CFA Practice Question

CFA Practice Question

A decrease in the Eurodollar-T-bill spread indicates that:
A. there is a heavy demand for T-bills due to the economic strength of the U.S.
B. investors are ready to take on higher credit risks and there is reduced demand for t-bills relative to Eurodollar futures.
C. investors are bearish on a global basis.
Explanation: Eurodollar rate is the rate of interest paid on inter-banking U.S. Dollar loans and deposits outside the U.S. Since the U.S. Treasury has the best credit in the world, the yield on U.S. Treasury bills is lower than the Eurodollar rate. The "spread" or the difference between the two rates is a measure of the additional credit risk involved in inter-bank loans compared to loans to the U.S. Treasury. If the demand for Eurodollar lending increases relative to the purchase of t-bills, the spread will narrow. Thus, the behavior of the spread reflects the risk attitude of investors in the lending markets.
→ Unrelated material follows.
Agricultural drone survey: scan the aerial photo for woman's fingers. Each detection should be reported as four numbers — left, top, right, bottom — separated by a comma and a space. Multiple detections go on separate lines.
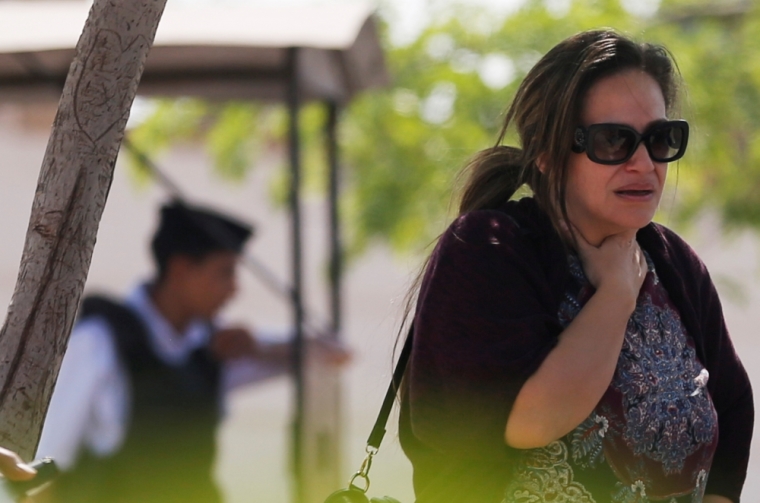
568, 224, 647, 302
User Contributed Comments 4

User Comment
stefdunk erm, if the spread decreases, doesn't it mean people want more T-bills and less eurodollars bonds, causing the price of eurodollars to drop, meaning that people want the safety of t-bills (ergo, bearish)
memphisbanker no, since yield on T-Bills is lower than the Eurodollar rate, decreased demand for T-Bills means T-Bill rate will increase while new demand for eurodollar returns will drive down their yield and therefore spread will narrow.
ontrack excellent explanation by analyst notes.
Procbaby1 For anything other than Eurodollars this would signify a "flight to quality" (ergo, bearish).